The end of a cacique power

In Southern Anzoategui state there is a "traditional" family power shared from father to son. The name is even cacique sounding, Paraquiema. But they are equally lambucios, waiting for the best deal, no loyalty whatsoever.

They joined chavismo early but when they did not get what they wanted they went opposition in 2010 and got elected under the MUD/PODEMOS label. If I remember well there was even an assault to a town hall or something of major street trouble in El Tigre. Unfortunately the opposition did not give the governor candidacy nod to his son so Paraquiema went back to chavismo and helped it vote damaging laws even though he was elected by an opposition majority. A perverse double agent if ever.



Paraqueima got defeated this time but he did not do as bad as the cases above. Then again he is the type of local power that is followed by a group of people no matter what. Cacique style. Let's hope that this time around the primitiveness of certain portions of the electorate will be done with. At least Paraqueima dynasty has been given a real blow, if not necessarily lethal. One thing it shows chavismo is that sometimes its strength is subjected to not very loyal whims, which in the end hut more than help.

Conclusion

These three examples will convey, I hope, why chavismo is so nervous these days. The results are not just a matter of discontent with the long lines dues to food scarcity. There is also discontent with the leadership imposed from Caracas, or self imposed through rough means. The damage done in these three districts is real and it goes beyond just a mere clientele provisional disaffection. Long term, in other words.

No matter some in chavismo would like to be done with the electoral system altogether....

Wednesday, 9 December 2015

100 days of MUD

I suppose that the tradition of the cabalistic "first hundred days/measures/laws" comes from the first famous 100 days, the ones of Napoleon return to Elba which ended in Waterloo. The regime may want to ponder about that history tidbit, the more so that Waterloo bicentennial was celebrated earlier this year.


Last night we had the distinct feeling that Maduro and Cabello were operating as if they had decided for a speedy return from Elba, ignoring the trashing they got 2 days earlier. Napoleon at least spent enough tine in Elba to mark it for history. And while they plan a crash return/hold to power the rest of the world will take 100 days to find a definite way to get rid of the bolivarian monstrosity. Indeed, what Napoleon achieved in 100 days was the lost of any French recovery at the Vienna meeting, where Talleyrand was surprisingly achieving better terms than expected. After Waterloo not even Talleyrand could do a thing.

What can the opposition do? It all depends whether the outburst of Maduro and Cabello are a representation of chavismo or their desperate cry as they sense chavismo maybe willing to sacrifice them. For the following discussion let's assume that they represent chavismo (the other case is easier, these anti Maduro factions will quickly come to the forefront and we'll deal with them as constructively as possible).

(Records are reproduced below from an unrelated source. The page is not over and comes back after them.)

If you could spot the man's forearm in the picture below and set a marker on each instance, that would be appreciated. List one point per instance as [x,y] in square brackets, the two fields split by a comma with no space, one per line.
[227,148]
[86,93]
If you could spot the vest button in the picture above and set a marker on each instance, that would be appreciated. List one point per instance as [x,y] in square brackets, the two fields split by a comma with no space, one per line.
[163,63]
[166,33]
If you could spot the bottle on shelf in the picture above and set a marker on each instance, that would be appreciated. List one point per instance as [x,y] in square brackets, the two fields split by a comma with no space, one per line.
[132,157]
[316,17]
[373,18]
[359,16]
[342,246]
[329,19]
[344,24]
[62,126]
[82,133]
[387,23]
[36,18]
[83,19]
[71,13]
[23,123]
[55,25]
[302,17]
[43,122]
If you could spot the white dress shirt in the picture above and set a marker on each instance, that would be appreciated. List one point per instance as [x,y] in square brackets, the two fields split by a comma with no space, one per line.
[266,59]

The 100 days (or 30 or 50, does not really matter) started ticking yesterday December 8 and thus the resolution of the conflict is for, at the latest, early March. By then the economic and humanitarian crisis will have swept all parties anyway.

My suggestion for the opposition is very simple, find ways to explain to the country that the economy is a matter for the government to resolve and that the new Assembly will kindly oblige by reviewing speedily any proposal sent to them. Period. (1)

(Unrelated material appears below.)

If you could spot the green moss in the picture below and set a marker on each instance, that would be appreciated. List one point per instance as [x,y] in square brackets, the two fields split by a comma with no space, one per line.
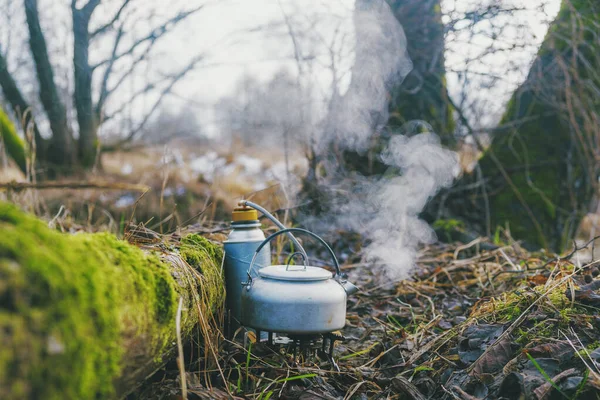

For that communication offensive the new Assembly can do the following: the chair can call for cadenas (mandatory broadcasts), there are precedents; the CONATEL law that regulates communications can be modified on the first days of the tenure so that the remaining subjugated but still alive media can unshackle their transmissions from self censorship as the regulatory agency will not be able to fine them anymore for thought "crimes". Plus other measures like recovering ANTV that will take more time.

Along leaving the dead economy at the regime door step the new Assembly should be sworn in with already a few law projects to recover intuitions and civil rights, forgetting about revenge or control. This can come only later, once the pulse between the executive and legislative power reaches an equilibrium of sorts. In no particular order since that one must be decided as events unfold, the Assembly should be sworn in with the following measures ready to go: amnesty law; call for nominations for a new CNE; revision of law that assigns a mandatory part of the nation's income to the provinces; suspend for a year any bill for weapon procurement; suspend punitive laws like SUNDEE that will have by itself already positive effects on the economy.

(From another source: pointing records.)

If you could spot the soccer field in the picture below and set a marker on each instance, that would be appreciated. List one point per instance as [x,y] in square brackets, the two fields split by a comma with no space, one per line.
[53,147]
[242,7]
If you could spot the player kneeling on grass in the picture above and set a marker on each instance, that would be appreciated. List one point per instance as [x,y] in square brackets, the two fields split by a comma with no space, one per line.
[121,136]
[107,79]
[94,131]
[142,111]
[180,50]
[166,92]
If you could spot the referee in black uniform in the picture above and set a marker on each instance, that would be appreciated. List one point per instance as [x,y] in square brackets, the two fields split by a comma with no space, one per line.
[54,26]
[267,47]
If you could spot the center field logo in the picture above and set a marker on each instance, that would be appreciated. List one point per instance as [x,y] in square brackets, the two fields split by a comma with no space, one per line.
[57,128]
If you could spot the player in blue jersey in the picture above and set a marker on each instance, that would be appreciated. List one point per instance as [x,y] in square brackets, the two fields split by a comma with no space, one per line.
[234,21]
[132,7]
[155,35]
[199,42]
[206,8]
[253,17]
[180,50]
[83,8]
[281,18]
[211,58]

The regime will of course oppose every single one but it will be difficult for it to defend such opposition on public opinion as it will point to its unfairness, corruption, abuse and incompetence, reasons why people voted massively against the regime. And if the regime opposition becomes too vehement then there will be the excuse for the Assembly to call for a recall election or a constituent assembly. The 100 days will end there, in a food crisis and a collapse of the regime.

I suspect that there will be enough folks inside chavismo that will not want to sink with Maduro and Cabello and that before the 100 days are over they will have either started negotiations or asked Maduro to resign.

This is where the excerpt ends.